Building an MCP Server for Your Encrypted Vault
A technical walkthrough of how we built the BitAtlas MCP server. Learn how to give AI agents secure, client-side encrypted file access via the Model Context Protocol.
The rise of autonomous AI agents has created a new security challenge: where do these agents store the data they generate? While we've spent years moving away from local files toward cloud storage, AI agents often revert to writing to your local disk because it's the path of least resistance. But local storage lacks persistence across devices and, more importantly, lacks the security required for sensitive data.
At BitAtlas, we believe AI agents shouldn't just have access to "a folder." They should have access to a secure, zero-knowledge vault. To make this possible, we built the BitAtlas MCP Server.
In this post, we’ll dive into the technical architecture of how we bridged the gap between the Model Context Protocol (MCP) and client-side AES-256-GCM encryption.
Why MCP?
The Model Context Protocol, pioneered by Anthropic, has quickly become the standard for connecting AI models to external tools and data sources. Instead of writing custom integrations for every LLM, MCP allows you to define a server that exposes "tools" and "resources" which any MCP-compatible client (like Claude Desktop, Cursor, or a custom agent) can consume.
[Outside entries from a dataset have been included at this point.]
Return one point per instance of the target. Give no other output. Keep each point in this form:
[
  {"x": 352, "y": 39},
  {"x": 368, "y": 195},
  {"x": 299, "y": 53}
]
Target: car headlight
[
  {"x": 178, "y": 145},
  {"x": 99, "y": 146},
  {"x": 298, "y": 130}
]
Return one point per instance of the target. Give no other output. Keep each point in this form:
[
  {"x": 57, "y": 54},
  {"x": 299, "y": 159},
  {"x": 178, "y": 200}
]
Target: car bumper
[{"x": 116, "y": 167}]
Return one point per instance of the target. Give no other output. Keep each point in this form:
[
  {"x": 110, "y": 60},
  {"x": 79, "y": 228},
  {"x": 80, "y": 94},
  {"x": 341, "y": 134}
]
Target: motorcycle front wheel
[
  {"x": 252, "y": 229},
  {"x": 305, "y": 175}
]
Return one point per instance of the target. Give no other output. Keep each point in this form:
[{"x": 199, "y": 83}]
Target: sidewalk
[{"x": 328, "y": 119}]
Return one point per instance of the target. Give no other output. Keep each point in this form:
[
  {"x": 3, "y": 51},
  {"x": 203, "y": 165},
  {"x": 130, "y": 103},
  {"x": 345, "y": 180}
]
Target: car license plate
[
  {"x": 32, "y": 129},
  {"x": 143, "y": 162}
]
For BitAtlas, MCP was the perfect choice. It allows a developer to point their AI agent at their BitAtlas vault and say, "Use this for your long-term memory."
The Architecture
Building an MCP server for a zero-knowledge vault is significantly more complex than a standard API-based server. In a typical cloud storage setup, the server has the keys. You just send a request, and the server does the work.
In BitAtlas, the server never has your keys. This means the MCP server, which typically runs on your local machine or in a trusted environment, must perform the heavy lifting of encryption and decryption.
1. Authentication and Key Derivation
When you start the BitAtlas MCP server, it requires two pieces of information:
BITATLAS_API_KEY: For authenticating with the BitAtlas metadata API.BITATLAS_MASTER_KEY: A pre-derived key used to wrap and unwrap per-file keys.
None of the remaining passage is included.